Las mujeres hemos estado históricamente en una situación de desigualdad, lo cual se ha traducido en diferentes ámbitos de la vida cotidiana: en el sistema laboral, educacional, de pensiones y en cuanto a las víctimas de violencia, entre otros.
En el ámbito laboral, se expresa en la precarización de sus empleos, muchos de ellos se encuentran en la informalidad y son mal remunerados, sin contratos de trabajo, sin pagos de la seguridad social y sin seguro de cesantía, entre otras dimensiones.
Para el caso de Chile, el trabajo informal es del 30,4%, sin embargo, si se observa según género, 26,3% son hombres y 31% mujeres. Esto demuestra que la mayor parte del trabajo informal es femenino. Por otra parte, en nuestro país la brecha salarial en función de género sigue siendo alta, alcanzando valores por el sobre el 20%.
Sumado a lo anterior, cabe destacar que las mujeres son quienes, en una proporción muchísimo mayor, desempeñan las tareas domésticas en el hogar y el cuidado de terceras personas. Es importante destacar que las personas que no están trabajando por razones familiares permanentes, por ejemplo el cuidado de un enfermo, son en un 97% mujeres.
En cuanto a las pensiones, según el último informe de la Superintendencia de Pensiones, las mujeres reciben 39% menos de pensiones que los hombres. De esta manera, la jubilación promedio de las mujeres chilenas es sólo de $176.856.
Otro de los ámbitos más complejos y desoladores es la situación de violencia que viven a diario muchas mujeres.
Al menos un tercio declara haber sido víctima de violencia alguna vez en su vida. Y, en el caso más extremo, como son los femicidios, en lo que va del 2020 ya son 10 los femicidios consumados y 27 los frustrados. En esta misma fecha del año pasado eran 11 los femicidios consumados, lo cual nos comprueba que la violencia de género está lejos de erradicarse.
La desigualdad que se expresa en el ámbito laboral, de pensiones y en las víctimas de violencia demuestra sólo una parte de lo que viven las mujeres a diario. Y, todas estas desigualdades se han visto acentuadas con la crisis que hoy atraviesa nuestro país y el mundo a propósito de la pandemia declarada por el Covid-19.

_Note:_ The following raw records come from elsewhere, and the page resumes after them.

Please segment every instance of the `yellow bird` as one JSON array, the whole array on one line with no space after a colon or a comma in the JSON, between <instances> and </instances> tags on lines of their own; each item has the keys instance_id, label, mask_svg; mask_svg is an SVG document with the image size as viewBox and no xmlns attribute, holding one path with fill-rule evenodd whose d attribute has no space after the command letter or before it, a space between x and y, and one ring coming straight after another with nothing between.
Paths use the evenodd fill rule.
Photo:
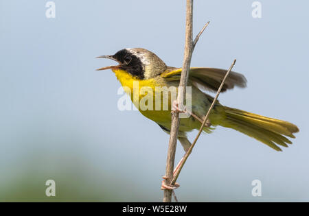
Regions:
<instances>
[{"instance_id":1,"label":"yellow bird","mask_svg":"<svg viewBox=\"0 0 309 216\"><path fill-rule=\"evenodd\" d=\"M108 58L119 63L117 66L108 66L98 70L111 69L117 79L130 95L133 103L146 117L155 121L165 132L169 133L171 128L172 105L170 99L172 95L161 96L159 87L174 87L177 90L181 74L181 68L166 66L156 54L141 48L124 49L114 55L101 56L98 58ZM208 67L192 67L189 73L188 86L191 86L191 113L188 118L181 118L180 121L178 139L187 151L191 143L187 139L186 132L194 129L198 130L201 123L198 119L204 119L214 97L202 91L216 92L227 71ZM227 77L221 92L231 89L234 86L246 87L247 80L240 73L231 71ZM137 88L136 88L137 84ZM148 91L141 91L143 87ZM136 91L137 90L137 93ZM150 90L153 91L149 95ZM147 93L147 94L146 94ZM146 106L156 104L155 108L140 107L139 104L147 95L153 97L153 101L148 100ZM165 95L165 96L164 96ZM168 95L168 96L166 96ZM167 109L163 108L166 97L169 99ZM155 99L159 98L159 99ZM157 104L160 104L157 106ZM293 133L297 132L297 127L288 121L271 119L262 115L251 113L236 108L221 105L219 101L215 104L211 111L207 122L208 128L204 131L210 133L214 128L222 126L233 128L244 134L255 139L277 151L282 151L279 145L288 147L292 142L286 136L295 138Z\"/></svg>"}]
</instances>

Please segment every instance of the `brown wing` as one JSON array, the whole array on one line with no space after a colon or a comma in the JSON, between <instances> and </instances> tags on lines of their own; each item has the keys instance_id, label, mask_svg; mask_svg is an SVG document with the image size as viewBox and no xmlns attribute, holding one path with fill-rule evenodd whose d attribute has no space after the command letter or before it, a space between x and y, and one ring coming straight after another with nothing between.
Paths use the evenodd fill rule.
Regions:
<instances>
[{"instance_id":1,"label":"brown wing","mask_svg":"<svg viewBox=\"0 0 309 216\"><path fill-rule=\"evenodd\" d=\"M170 67L161 76L167 81L179 80L181 75L181 68ZM216 92L223 80L227 70L209 67L192 67L189 73L189 80L197 87L211 92ZM231 89L234 86L244 88L247 80L242 74L231 71L225 80L221 92Z\"/></svg>"}]
</instances>

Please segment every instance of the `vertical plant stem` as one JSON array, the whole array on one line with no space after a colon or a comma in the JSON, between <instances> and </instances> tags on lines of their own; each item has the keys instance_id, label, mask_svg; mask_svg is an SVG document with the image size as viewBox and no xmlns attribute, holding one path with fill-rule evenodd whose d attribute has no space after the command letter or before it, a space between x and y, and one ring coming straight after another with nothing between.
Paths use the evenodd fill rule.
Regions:
<instances>
[{"instance_id":1,"label":"vertical plant stem","mask_svg":"<svg viewBox=\"0 0 309 216\"><path fill-rule=\"evenodd\" d=\"M185 86L187 86L189 77L189 71L192 56L192 28L193 28L193 0L187 0L185 19L185 44L183 64L178 88L177 104L181 108L183 107L183 98L185 95ZM170 129L170 136L168 150L168 159L166 161L165 180L166 184L170 184L173 178L174 163L175 160L176 146L177 144L177 135L179 128L179 113L172 112L172 125ZM172 202L172 190L164 190L163 202Z\"/></svg>"}]
</instances>

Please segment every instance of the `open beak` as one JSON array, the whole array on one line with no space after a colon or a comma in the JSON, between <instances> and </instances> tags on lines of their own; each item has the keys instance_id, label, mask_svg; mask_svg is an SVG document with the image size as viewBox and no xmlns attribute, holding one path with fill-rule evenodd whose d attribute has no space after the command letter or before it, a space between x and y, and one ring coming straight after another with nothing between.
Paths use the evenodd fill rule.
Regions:
<instances>
[{"instance_id":1,"label":"open beak","mask_svg":"<svg viewBox=\"0 0 309 216\"><path fill-rule=\"evenodd\" d=\"M108 58L108 59L111 59L113 60L114 61L117 62L117 60L115 60L113 56L111 55L106 55L106 56L98 56L97 58ZM119 65L111 65L111 66L107 66L107 67L102 67L100 69L96 69L96 71L103 71L103 70L107 70L107 69L117 69L119 68Z\"/></svg>"}]
</instances>

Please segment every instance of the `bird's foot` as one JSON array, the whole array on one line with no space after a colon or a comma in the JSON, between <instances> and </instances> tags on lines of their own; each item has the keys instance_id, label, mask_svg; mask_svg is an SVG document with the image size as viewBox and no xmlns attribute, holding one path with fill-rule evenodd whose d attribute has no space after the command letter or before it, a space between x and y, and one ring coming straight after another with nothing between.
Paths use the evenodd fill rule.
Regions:
<instances>
[{"instance_id":1,"label":"bird's foot","mask_svg":"<svg viewBox=\"0 0 309 216\"><path fill-rule=\"evenodd\" d=\"M179 107L179 104L178 104L177 100L173 101L172 104L172 112L177 112L181 113L186 112L185 106L184 106L183 110L181 110Z\"/></svg>"},{"instance_id":2,"label":"bird's foot","mask_svg":"<svg viewBox=\"0 0 309 216\"><path fill-rule=\"evenodd\" d=\"M175 184L174 185L171 185L171 184L166 184L165 183L165 180L168 178L168 177L166 177L166 176L162 176L162 178L163 179L163 180L162 181L162 184L161 185L161 190L174 190L176 189L176 188L179 187L180 184L178 184L177 182L175 182Z\"/></svg>"},{"instance_id":3,"label":"bird's foot","mask_svg":"<svg viewBox=\"0 0 309 216\"><path fill-rule=\"evenodd\" d=\"M177 171L179 169L181 163L183 160L183 157L181 158L181 160L179 161L179 163L177 164L177 165L176 166L175 169L174 169L174 172L173 172L173 176L176 174L176 173L177 172ZM180 187L180 184L177 182L175 182L175 184L174 184L174 185L168 185L165 183L165 180L168 178L168 177L166 176L162 176L162 178L163 179L163 180L162 181L162 184L161 185L161 190L174 190L176 189L177 188L179 188Z\"/></svg>"}]
</instances>

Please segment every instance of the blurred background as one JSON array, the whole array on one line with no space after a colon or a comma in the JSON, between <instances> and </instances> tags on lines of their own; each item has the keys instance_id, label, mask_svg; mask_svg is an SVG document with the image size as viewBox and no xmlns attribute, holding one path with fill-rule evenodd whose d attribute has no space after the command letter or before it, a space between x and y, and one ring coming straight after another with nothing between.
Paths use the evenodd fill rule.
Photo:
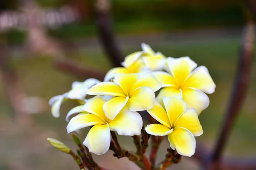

En el caso de los trabajadores con empleos precarios, una de las labores más invisibilizadas y que han quedado en una situación de desprotección mayor, ha sido la de las trabajadoras de casa particular.
Una gran parte de ellas no tiene contrato de trabajo ni seguro social, y para proteger su propia vida, no han asistido a sus lugares de trabajo desde que comenzó la pandemia. Es indudable que el Estado debe hacerse cargo de esta situación de precariedad y desprotección que afecta en gran medida a las mujeres.
Por su parte, y en el contexto del aislamiento social que estamos viviendo, muchas personas están desarrollando otras formas de trabajar, fundamentalmente mediante el teletrabajo.
Sabemos que son las mujeres quienes realizan, en mayor medida, las tareas domésticas al interior de los hogares. El contexto de teletrabajo lleva consigo la precarización de las mujeres, teniendo muchas veces que lidiar con las labores domésticas al interior del hogar, el cuidado de terceros y el mismo teletrabajo.
Finalmente, y lo más complejo de la situación de precariedad que viven las mujeres es la violencia al interior de sus hogares.
El aislamiento social y el “quédate en casa”, para muchas mujeres, se ha convertido en un infierno, en la convivencia a diaria con su agresor.
La ONU ya se pronunció por el aumento de la violencia doméstica ante el escenario del coronavirus e hizo un llamado a los gobiernos a mirar detenidamente el alza de las denuncias a propósito de la violencia al interior de los hogares.
Ante esto, el ministerio de la Mujer debe actuar rápido y reforzar las medidas que vayan en el sentido de proteger a las mujeres que hoy están siendo víctimas de violencia de género.
Para esto, al menos, se deben tomar las siguientes medidas: aumentar la inversión en los servicios de ayuda en línea y facilitar la comunicación con las mujeres víctimas de violencia; establecer sistemas de alertas; reforzar las casas de acogida para que las mujeres no tengan que convivir con su agresor; ampliar las campañas comunicacionales dirigidas a prevenir la violencia y a informar los canales que tienen las mujeres para hacer denuncias seguras.
Los costos de esta pandemia no la deben pagar las y los trabajadores, no la pueden pagar los más pobres, no la pueden pagar las mujeres que hoy viven un infierno en el lugar que debiera ser el más seguro para ellas, sus casas. Nuestro imperativo ético mínimo es forzar a que el Estado otorgue bienestar y asegure dignidad para quienes hoy pasan momentos difíciles.